Harzburgite to lherzolite and back again: metasomatic processes in ultramafic xenoliths from the Wesselton kimberlite, Kimberley, South Africa

Abstract

Garnets from phlogopite harzburgite xenoliths from the Wesselton kimberlite show zoning from low-Ca harzburgitic cores to rims with lherzolitic Ca-Cr relations. Garnet cores are depleted in Y and HREE, but have sinuous REE patterns enriched in the MREE. Rimwards increase in Ca and decrease in Cr and Mg is accompanied by increases in Zr, Y, Ti and HREE. Secondary replacement rims on some garnets consist of garnet with low Ca and Cr, but high Mg, Ti and HREE. The zoning, and the secondary replacement rims, are attributed to different stages of a metasomatic process that has converted harzburgite to lherzolite, at temperatures near 1000 °C. Modelling of zoning profiles suggests that the process can be divided into three parts: (a) Inwards diffusion of Ca, Zr and Y over periods of 10,000–30,000 years, from a fluid depleted in Ti, Ga and Y; (b) formation of overgrowths high in Ca, Zr, Y and Ti, followed by annealing over periods of several thousand years; (c) formation of secondary reaction rims of low-Ca garnet, on very short timescales prior to eruption.
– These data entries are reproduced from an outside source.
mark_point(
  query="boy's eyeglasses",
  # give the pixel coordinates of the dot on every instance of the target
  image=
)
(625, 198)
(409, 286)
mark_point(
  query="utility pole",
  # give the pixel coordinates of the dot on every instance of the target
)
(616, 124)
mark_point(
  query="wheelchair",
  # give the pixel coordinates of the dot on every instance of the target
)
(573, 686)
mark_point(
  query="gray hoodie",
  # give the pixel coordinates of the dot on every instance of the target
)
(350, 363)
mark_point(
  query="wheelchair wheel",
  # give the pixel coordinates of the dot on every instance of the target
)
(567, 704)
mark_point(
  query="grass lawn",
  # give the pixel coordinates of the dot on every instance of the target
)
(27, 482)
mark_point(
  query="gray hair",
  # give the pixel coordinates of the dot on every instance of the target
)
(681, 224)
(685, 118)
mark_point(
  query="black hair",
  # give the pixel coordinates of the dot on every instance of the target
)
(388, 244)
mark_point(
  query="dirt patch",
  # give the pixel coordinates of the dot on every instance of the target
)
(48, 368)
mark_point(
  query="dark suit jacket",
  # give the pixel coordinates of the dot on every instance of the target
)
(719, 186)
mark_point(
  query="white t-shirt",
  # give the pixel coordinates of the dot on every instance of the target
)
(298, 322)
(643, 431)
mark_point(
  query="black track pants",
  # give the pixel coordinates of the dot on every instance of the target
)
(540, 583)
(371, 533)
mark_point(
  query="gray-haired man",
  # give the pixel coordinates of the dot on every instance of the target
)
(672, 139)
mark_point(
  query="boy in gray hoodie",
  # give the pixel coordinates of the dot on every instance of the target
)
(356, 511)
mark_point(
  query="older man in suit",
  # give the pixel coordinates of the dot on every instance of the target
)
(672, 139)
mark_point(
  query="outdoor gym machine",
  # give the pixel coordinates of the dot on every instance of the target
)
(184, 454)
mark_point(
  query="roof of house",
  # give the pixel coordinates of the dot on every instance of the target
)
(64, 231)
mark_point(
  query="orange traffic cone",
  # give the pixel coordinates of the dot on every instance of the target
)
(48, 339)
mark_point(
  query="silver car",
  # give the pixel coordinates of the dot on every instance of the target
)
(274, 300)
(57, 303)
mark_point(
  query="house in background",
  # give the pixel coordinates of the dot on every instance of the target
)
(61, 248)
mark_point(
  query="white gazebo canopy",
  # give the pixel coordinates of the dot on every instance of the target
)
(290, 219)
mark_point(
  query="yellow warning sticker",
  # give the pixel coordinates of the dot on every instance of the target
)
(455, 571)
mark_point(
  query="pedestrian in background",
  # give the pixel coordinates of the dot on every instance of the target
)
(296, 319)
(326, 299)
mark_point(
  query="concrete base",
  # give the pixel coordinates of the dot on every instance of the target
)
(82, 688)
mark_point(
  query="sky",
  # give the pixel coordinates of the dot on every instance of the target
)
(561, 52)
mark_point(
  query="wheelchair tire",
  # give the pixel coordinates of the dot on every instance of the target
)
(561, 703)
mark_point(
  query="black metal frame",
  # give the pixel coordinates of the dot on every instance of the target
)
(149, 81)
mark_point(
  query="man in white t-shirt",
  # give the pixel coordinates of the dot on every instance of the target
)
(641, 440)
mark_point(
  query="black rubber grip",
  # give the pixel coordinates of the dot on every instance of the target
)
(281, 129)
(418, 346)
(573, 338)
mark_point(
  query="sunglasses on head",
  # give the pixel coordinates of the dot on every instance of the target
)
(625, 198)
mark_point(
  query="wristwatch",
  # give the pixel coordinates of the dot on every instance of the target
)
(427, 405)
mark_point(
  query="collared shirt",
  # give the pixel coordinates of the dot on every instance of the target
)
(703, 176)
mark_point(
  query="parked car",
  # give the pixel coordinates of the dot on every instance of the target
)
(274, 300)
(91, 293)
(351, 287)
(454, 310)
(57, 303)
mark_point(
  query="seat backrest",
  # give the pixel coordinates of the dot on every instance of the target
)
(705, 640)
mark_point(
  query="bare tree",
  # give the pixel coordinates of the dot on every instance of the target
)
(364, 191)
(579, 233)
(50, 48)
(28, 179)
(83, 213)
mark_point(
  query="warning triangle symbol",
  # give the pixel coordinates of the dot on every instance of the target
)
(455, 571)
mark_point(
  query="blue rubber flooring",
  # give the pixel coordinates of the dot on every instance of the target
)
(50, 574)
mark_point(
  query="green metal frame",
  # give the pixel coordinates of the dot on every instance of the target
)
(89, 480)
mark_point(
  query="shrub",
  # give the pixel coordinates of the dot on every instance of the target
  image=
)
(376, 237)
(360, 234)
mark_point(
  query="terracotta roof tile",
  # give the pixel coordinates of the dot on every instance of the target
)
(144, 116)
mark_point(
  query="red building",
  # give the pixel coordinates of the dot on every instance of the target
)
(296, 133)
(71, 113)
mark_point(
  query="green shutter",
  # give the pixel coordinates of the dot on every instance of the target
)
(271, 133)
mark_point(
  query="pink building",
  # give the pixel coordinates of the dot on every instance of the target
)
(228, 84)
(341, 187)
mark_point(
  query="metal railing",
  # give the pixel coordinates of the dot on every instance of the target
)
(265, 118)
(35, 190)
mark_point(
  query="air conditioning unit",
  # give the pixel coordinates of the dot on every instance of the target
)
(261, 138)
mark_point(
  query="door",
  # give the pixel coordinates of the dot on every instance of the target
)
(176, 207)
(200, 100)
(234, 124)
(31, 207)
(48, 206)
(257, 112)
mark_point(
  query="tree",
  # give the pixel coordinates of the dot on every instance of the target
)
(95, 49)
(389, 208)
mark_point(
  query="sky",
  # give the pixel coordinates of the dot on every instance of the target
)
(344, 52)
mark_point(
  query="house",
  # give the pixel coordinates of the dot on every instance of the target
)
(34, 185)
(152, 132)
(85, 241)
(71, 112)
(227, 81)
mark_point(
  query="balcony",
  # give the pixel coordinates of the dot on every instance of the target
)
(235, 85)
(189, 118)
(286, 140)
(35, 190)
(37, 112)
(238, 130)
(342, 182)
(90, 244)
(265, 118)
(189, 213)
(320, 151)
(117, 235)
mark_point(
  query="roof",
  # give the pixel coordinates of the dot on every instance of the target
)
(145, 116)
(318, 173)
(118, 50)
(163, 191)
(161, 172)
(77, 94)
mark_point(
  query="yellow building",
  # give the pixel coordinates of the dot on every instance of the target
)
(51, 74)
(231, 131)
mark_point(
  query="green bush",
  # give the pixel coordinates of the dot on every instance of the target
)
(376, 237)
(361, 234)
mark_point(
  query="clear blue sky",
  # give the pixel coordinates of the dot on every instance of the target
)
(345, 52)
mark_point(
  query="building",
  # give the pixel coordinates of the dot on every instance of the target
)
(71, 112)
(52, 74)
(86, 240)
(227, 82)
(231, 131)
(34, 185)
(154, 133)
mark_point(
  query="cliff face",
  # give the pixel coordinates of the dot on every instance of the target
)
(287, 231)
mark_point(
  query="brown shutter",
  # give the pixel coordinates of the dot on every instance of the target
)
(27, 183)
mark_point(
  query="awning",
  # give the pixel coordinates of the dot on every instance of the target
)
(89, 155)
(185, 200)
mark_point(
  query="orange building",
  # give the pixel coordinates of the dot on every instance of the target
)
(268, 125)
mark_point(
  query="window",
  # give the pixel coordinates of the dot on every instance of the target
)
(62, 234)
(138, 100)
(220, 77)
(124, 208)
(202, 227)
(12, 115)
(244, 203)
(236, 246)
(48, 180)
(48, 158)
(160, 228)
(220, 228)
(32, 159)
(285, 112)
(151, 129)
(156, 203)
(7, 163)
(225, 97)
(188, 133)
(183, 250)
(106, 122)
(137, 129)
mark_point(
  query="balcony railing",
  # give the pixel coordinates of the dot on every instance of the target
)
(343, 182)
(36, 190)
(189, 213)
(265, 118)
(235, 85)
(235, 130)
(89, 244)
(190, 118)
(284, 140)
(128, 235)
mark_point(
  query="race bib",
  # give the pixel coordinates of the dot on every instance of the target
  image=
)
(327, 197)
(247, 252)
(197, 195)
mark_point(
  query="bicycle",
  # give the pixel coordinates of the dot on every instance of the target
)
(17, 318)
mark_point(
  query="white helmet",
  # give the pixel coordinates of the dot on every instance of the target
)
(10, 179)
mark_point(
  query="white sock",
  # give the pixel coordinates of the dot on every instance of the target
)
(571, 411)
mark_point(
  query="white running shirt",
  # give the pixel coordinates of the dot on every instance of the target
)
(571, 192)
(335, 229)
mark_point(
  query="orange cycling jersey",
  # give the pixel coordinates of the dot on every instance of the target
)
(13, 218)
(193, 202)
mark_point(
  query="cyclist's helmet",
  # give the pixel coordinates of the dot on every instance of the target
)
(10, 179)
The sinuous REE patterns of the garnet cores are regarded as “primary” features reflecting an ancient metasomatic event superimposed on a depleted protolith. The high Zr/Y, Zr/Ti and Zr/Ca of the fluids corresponding to stage (a) are ascribed to the presence of phlogopite and garnet in the matrix near the fluid source (presumed to be a melt, possibly a kimberlite precursor), leading to the development of concentration fronts in the percolating fluid. The overgrowths of stage (b) appear to coincide with the precipitation of phlogopite in the rock. The low Ca of the fluid responsible for the secondary replacement rims of stage (c) may reflect the late precipitation of clinopyroxene or Ca-carbonate as part of the metasomatic assemblage. These processes have significantly modified the modal, major- and trace-element composition of the mantle volume sampled by the Wesselton kimberlite, within <1 Ma of eruption. Recognition of such effects and their distribution in time and space is essential to understanding of the evolution of the subcontinental lithospheric mantle.